USS in Trauma


Most use in unstable pts
- especially non-responders who need urgent identification of bleeding sources.
Hepatorenal space most sensitive (80% sensitive in pts in shock)
- next is LUQ splenorenal view (60%)
- then pelvis (40%)
- may be enhanced by repeating after an interval and having pt in Trendelenburg if tolerated.
Limited by patient habitus, subcut emphysema, low sensitivity for retroperitoneal injuries.

What if +ve?
Stable? --> CT
Unstable? --> OR

Rapid sequential view of abdo.
1. Pericardial sac;
- subxiphoid directed to L shoulder
- optimize US gain settings (intracardiac blood should be anechoic)
2. RUQ; Morrison's pouch
- look for anechoic density.
- over R inferior ribs angle probe between ribs to obtain view
- probe in posterior axillary line
3. LUQ: splenorenal fossa
- over L lower ribs, best if patient can breathe deep and hold.
- place just behind posterior axillary line
4. Bladder: pouch of douglas
- transverse and longitudinal plane
- evaluates for pelvic bleeding.
- more accurate if there is a full bladder.
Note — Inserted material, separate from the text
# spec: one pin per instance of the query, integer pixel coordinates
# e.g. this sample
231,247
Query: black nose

Negative fast should be followed by a more definitive test if stable ie. CT

Other Abdo US in Trauma
Can show free air; loss of peritoneal sliding
Trajectory of penetrating wounds; direction and depth.


Pleural Spaces
Lungs essentially impervious to USS due to high acoustic density of air.
But good for pleural space, where trouble often lies.

Pleural sliding

Normal lung movements create sliding
Demonstration useful to exclude pneumothorax.
May be superior to AXR, where small pneumothoraces can be missed (but; clinical value of this?)
If absent: non-specific
- apnoea, pneumothorax, pleural fusion, death
--> move medially until sliding shown; confirms pneumo and also shows its extent.

Comet-tail artifacts
Lung field pathology radiating into lung field
Show fluid in lung, e.g. pulmonary contusion
Requires experience to detect.

Begin mid-clavicular line, 4-5th rib spae.
Visualize and confirm hyerechoic pleural interface and assess lung sliding
Repeat in contralateral chest.

"Extended FAST"
For detecting haemothorax
Place in mid-axillary line over lower ribs
Demonstrate liver and spleen relation to overlying diaphragm (a bright hyperechoic line)
Dependent fluid collections appear dark.

Not a part of routine FAST, but useful in the right hands
Can show tamponade
Dilated vs empty heart, flat vena cava, or gross contractility.
Can estimate Ventricular Function with experience.
Can distinguish PEA from pseudo-PEA (weak contractions; aortic pressure recordable; barely elsewhere).